Note This arena is only unknown the first time autodeploy is run on a model. Autodeploy will record the actual size after the first successful run, and can use that for subsquent runs.

This is a large model with a large arena - autodeploy will attempt to find the best fit for both weights and activations by default.

ns_autodeploy --model-name mnv3sm --tflite-filename mobilenet_v3_sm_a075_quant.tflite

This command will result in model being placed in MRAM and the arena in TCM (for an apollo510, at least).

Per Layer Profiling

We'll skip this for MobilenetV3 because of its size. Autodeploy does export all 115 layers with MACs, PMU, and cycle time details which can be subsequently analyzed.

Detailed Optimization

For this model, we used the automatic Joulescope instrumentation to measure power and timing details, and we ran the same model in both high performance and low power modes, using GCC13 and Armclang compilers.

mobilenet_v3_sm_a075_quant.tflite	AP510	RevB PCM1.0	EVB	GCC13	8-Oct	2333232	535	MRAM	SRAM	43399344	849.883	21708.563	25.543	2182.874	17120.087	7.843
mobilenet_v3_sm_a075_quant.tflite	AP510	RevB PCM1.0	EVB	Armclang	8-Oct	2333232	535	MRAM	SRAM	43399344	800.151	20395	25.489	2045.89	16433	8.03

Here, we can see an interesting result: Armclang produces 5% faster code. We find this is true across multiple mode architectures.

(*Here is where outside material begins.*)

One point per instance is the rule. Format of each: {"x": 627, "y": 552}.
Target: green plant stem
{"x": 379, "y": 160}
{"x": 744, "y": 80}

Note Autodeploy doesn't make 'special efforts' to minimize the power - the numbers it measures are for model optimization, and what matters there is relative performance. Data scientists may want to know how much power different models use in an apples-to-apples situation, but they'll leave the deep power optimization to the platform experts. That being said, neuralSPOT does have many power optimization tools that are not leveraged by Autodeploy.